Mebuslar, aynı günde veya günlerde müctemian bulunamadılar. Münferiden veya küçük küçük gruplar halinde gelip gittiler. Bu zevâtın veya heyetlerin kâffesine, ayrı ayrı hemen aynı esas noktaları... günlerce tekrar ve yine tekrar etmek mecburiyeti hâsıl oldu.

Her şeyden evvel kuvve-i mâneviyenin, kuvve-i kalb ve vicdanın yüksek tutulması şarttır. Bunu bilirsiniz. Biz de bu noktayı tenmiye etmek üzere,

Evvelâ; dahilî ve haricî vaziyetin emniyet ve ferah verici mahiyetinde ve inkişafında bulunan noktalarını ve cihetlerini araştırarak izah ve isbâta çalıştık,

Sonra; muayyen maksat etrafında şuurlu ve azimkârâne ittihâdın, sarsılmaz kuvvet olduğu hakikatini yorulmaksızın tekrar ettik.

Bir heyet-i ictimâiyenin beka ve saadetinin ancak emelde ve istihsal-i âmâlde iştirak-i tâm halinde bulunmasına mütevakkıf olduğunu izah ettik. “Vatanın halâsı, istiklâlin temîni” hedefine müteveccih vahdet-i milliyemizin esaslı, muntazam teşkilâtın vücuduna ve bu teşkilâtı hüsn-i sevk ve idâreye muktedir dimâğların, enerjilerin bir dimâğ ve bir enerji halinde müttehid ve mümtezic bir hale gelmesine vâbeste olduğunu söyledik ve bu münasebetle, İstanbul’da açılacak Meclis-i Mebusan’da, kuvvetli, mütesanit bir grup teşkili zaruretini meydana koyduk.
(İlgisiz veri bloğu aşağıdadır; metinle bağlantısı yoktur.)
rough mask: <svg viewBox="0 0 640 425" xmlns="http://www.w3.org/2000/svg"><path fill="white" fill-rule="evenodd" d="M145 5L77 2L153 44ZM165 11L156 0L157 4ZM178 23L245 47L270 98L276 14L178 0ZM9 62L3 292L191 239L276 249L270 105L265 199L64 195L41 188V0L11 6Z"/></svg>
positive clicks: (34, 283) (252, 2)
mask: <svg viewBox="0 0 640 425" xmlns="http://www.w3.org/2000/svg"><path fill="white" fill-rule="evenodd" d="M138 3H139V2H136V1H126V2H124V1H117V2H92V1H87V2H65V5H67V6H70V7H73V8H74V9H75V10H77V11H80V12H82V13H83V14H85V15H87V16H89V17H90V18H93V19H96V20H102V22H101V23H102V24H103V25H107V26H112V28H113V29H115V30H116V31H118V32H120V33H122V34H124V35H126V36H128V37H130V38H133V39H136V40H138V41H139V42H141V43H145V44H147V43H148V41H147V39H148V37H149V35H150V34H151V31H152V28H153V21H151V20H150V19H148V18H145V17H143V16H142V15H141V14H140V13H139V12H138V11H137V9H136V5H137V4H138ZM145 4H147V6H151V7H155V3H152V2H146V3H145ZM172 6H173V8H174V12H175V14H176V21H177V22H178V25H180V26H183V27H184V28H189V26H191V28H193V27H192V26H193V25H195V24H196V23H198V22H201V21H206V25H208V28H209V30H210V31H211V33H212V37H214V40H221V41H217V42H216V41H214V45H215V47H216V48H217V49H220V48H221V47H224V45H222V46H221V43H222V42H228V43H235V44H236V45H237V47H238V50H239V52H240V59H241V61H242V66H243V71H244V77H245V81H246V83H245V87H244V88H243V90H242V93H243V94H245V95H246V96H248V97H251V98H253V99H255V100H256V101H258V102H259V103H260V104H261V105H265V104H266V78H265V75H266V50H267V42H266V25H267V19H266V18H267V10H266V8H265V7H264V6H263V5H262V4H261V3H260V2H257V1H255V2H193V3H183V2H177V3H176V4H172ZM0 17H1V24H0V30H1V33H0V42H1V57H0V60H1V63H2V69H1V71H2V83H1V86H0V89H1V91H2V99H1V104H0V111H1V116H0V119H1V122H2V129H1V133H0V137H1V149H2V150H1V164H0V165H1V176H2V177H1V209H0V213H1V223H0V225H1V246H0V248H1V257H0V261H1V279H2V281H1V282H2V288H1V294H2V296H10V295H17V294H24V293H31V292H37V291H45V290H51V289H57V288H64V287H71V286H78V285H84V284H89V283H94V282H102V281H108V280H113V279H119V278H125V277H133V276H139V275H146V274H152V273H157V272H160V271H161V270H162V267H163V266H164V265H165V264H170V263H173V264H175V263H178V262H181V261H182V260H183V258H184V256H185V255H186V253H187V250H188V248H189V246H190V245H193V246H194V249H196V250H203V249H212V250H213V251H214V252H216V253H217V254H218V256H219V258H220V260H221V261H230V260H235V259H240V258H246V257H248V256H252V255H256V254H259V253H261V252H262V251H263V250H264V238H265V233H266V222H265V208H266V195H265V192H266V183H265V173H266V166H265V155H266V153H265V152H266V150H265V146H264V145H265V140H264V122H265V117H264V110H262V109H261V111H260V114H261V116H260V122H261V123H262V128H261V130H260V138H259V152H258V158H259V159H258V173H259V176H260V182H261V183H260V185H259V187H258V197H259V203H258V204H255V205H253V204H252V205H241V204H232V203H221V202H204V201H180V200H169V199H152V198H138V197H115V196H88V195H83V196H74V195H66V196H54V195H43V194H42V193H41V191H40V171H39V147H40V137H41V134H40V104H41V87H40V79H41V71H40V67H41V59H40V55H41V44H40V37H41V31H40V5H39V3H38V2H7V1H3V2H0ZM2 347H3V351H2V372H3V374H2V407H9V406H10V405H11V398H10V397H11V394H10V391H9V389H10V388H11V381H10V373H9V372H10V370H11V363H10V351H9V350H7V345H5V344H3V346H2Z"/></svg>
Millet, ancak devletlerin izmihlâl ve inkırazları hengâ melerinde tarihin kaydettiği çok mühim ve hatar-nâk anları yaşıyordu. Böyle anlarda, tâli’ ve mukadderâtını bizzat kendi eline almakta gaflet gösteren milletlerin âkıbetleri mechûl ve felâket-âlûddur.

Türk milleti, bu hakikati anlamaya başlamıştı. Bu idrâki neticesiydi ki ümid-i halâs vaad eden, her samimî işarete şitâbân olmakta idi. Ancak uzun asırların uyuşturucu idâre ve terbiyesinin, bir heyet-i ictimâiyeyi bir günde, bir senede azat edebileceğini tasavvur ve kabul etmek doğru değildir.

Bu sebeple, vâkıf-ı tâbiat ve hakikat olanlar, elinden geldiği kadar, mensup olduğu milleti tenvîr ve irşad ederek onlara halâs hedefine yürümekte delâleti, en büyük insanlık vazifesi bilmelidirler.